In order to gain more interest in mutual funds, you should be clear about misconceptions that are associated with it. The sooner you learn about myths of mutual funds, the better it is for investors.
Some of major mutual fund myths are discussed here –
- Myth – “In order to invest into the mutual funds, I would require large sum of money”
Fact – “One can invest into the mutual funds with a minimum amount of Rs. 500 per month”
It is a very common misconception amongst people that in order to invest into mutual funds and to earn maximum returns, large sum of money is required. But that is not true. The fact is that a person can invest minimum amount of Rs. 500 per month in mutual funds through Systematic Investment Planning (SIPs). Investment into mutual funds can be increased gradually with rise in income in later years but invested capital would still provide good returns every year. For example, a person invests in mutual funds giving average returns of 12% annually and an investment of Rs. 2000 per month is made into it. After 20 years, the person would receive 20 Lakh rupees. In addition to it, if investment was increased by 10% every year then the person would be gaining 39.5 Lakh rupees after 20 years.
Many drops fill the ocean. Similarly, systematic and small investment can lead to large corpus after a particular time period.
- Myth – “Only an expert can invest into the mutual funds”
Fact – “The investment in mutual funds is researched and regulated by an expert fund manager”

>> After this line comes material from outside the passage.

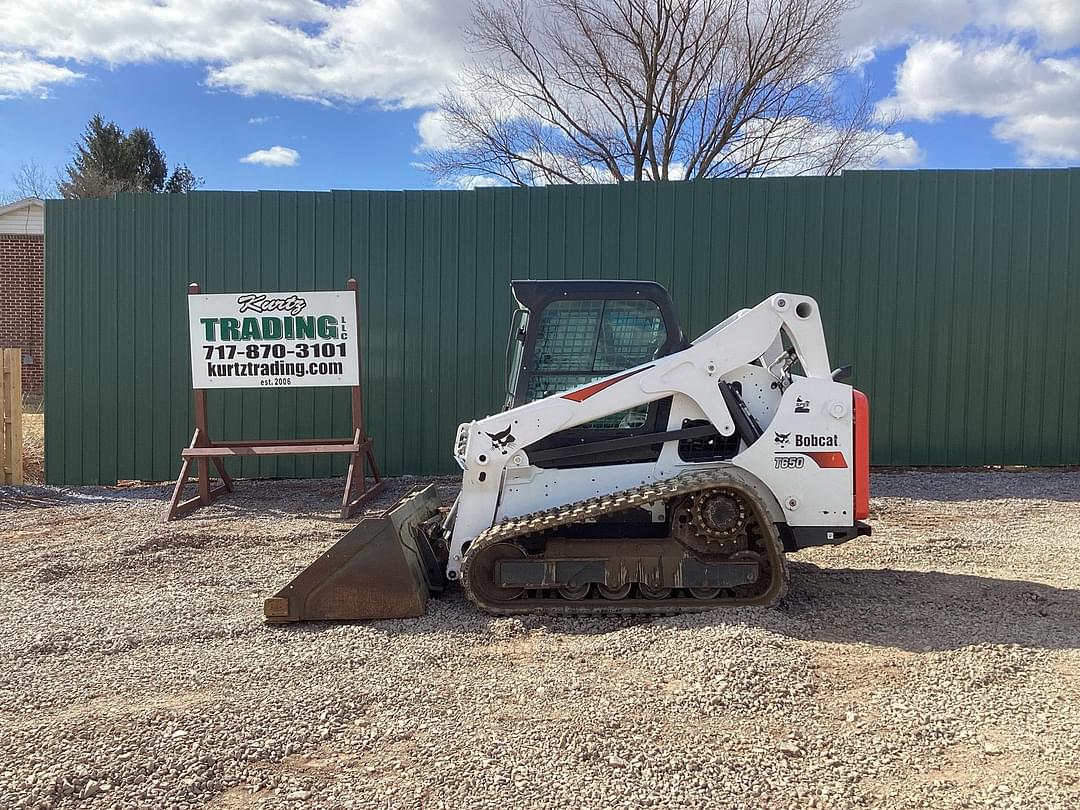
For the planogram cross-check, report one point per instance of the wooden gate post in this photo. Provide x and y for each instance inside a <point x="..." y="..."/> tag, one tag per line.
<point x="11" y="416"/>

Mutual funds are surrounded by misconceptions which influence the investors to avoid them mostly. It is because most of the people don’t know about them. But truth is that mutual funds are actually an excellent option for those who know less about making investments. The investment research and analysis is done by mutual fund experts. The mutual fund manager is responsible to choose stocks for you and decide when to trade them.
- Myth – “Mutual funds only invest into the equities”

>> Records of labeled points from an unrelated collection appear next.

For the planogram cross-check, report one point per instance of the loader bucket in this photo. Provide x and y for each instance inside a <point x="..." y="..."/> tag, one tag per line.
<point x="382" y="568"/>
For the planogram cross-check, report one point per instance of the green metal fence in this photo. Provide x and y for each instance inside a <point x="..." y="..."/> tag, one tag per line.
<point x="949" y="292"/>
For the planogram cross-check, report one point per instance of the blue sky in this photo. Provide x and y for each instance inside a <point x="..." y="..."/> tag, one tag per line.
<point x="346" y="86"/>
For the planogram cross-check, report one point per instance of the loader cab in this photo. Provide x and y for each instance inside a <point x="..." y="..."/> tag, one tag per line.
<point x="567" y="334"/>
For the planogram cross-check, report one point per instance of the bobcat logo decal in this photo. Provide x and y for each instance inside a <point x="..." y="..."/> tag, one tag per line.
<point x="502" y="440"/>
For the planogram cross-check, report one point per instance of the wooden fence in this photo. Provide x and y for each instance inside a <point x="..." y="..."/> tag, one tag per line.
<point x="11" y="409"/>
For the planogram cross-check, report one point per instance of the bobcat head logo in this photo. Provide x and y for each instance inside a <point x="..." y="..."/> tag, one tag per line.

Fact – “The array of investment of mutual funds are diverse”
This misconception needs to be broken that the mutual funds only invest into pure equities. The fund manager splits invested capital and invests them partially to debt funds and partially to equities. As of 30th September 2016, 66% of the assets that are under management are invested in debt funds and investment into equities is limited up to 32%. So, mutual funds investments not just provide you good returns but they are also beneficial in tax treatments. They are much better than fixed deposits. Mutual funds also deal in investing the assets under management into balanced funds which is a hybrid of equity and debt funds. Gold investment is also a part of the mutual fund investments. This diversification clearly indicated that mutual funds are associated with a wide range of investment plans.

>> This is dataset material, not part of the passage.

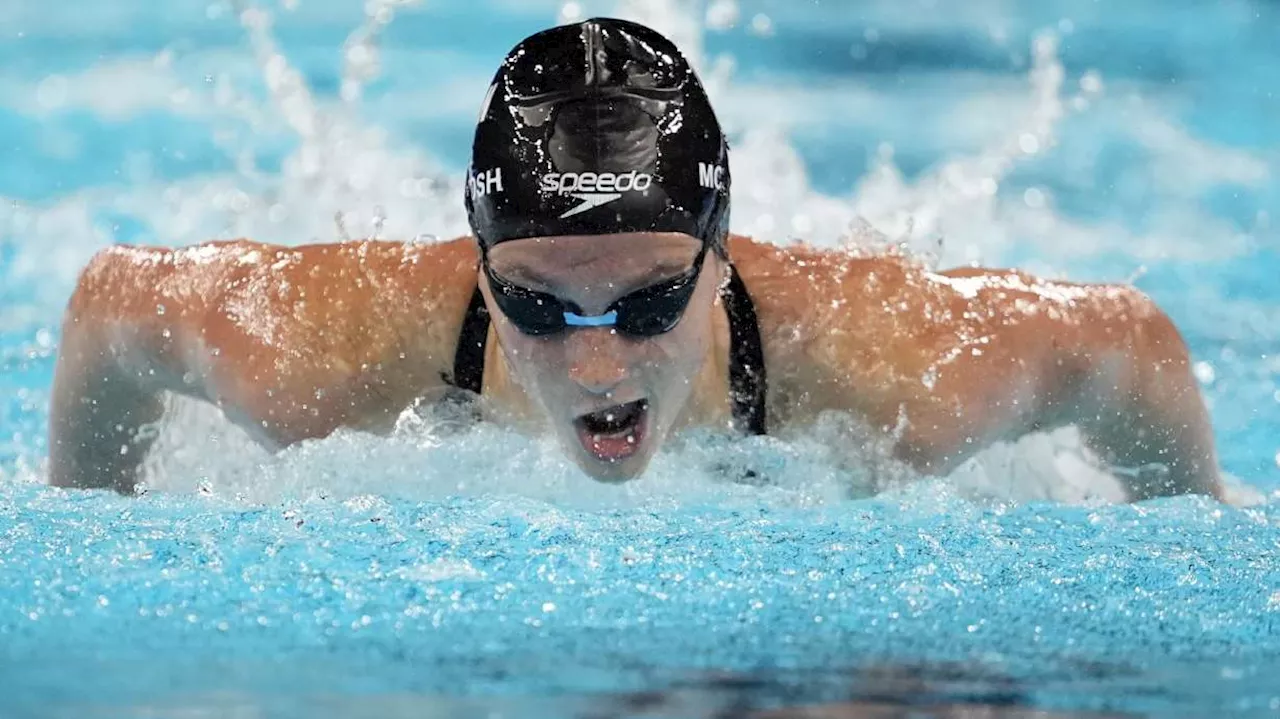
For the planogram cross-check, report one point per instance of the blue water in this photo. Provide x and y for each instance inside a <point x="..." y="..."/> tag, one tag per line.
<point x="426" y="572"/>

- Myth – “A five star rated fund would always be the best”
Fact – “Ratings are based upon past performance which is not sole deciding factor in selecting the best mutual fund”
The ratings to mutual funds are provided by investment experts. It is generally based upon the performance of mutual funds in past few financial years depending upon its risk factor. But these rating would provide a vague idea to the investors and not a complete scenario. A five star rated mutual fund can become three or two stars in the next financial year. Mutual funds are dependable on various factors which can shift the graph of that particular fund. Ratings needs to be paired with various other factors like risk, past performance, average rate of returns, and so on to achieve a fair idea.
- Myth – “Investment into the SIPs would prevent loss of money”
Fact – “Investment into market equities, whether lump sum or through SIPs are prone to loss”
SIPs are just to reduce the average investment of investors and to minimize its risk factor. Without proper investigation and analysis of the equities, investors should not put their money into mutual funds. Cost averaging plays a major role in investment through SIPs. Though, SIPs give lesser returns than bulk investment in market, but both the cases are prone to loss.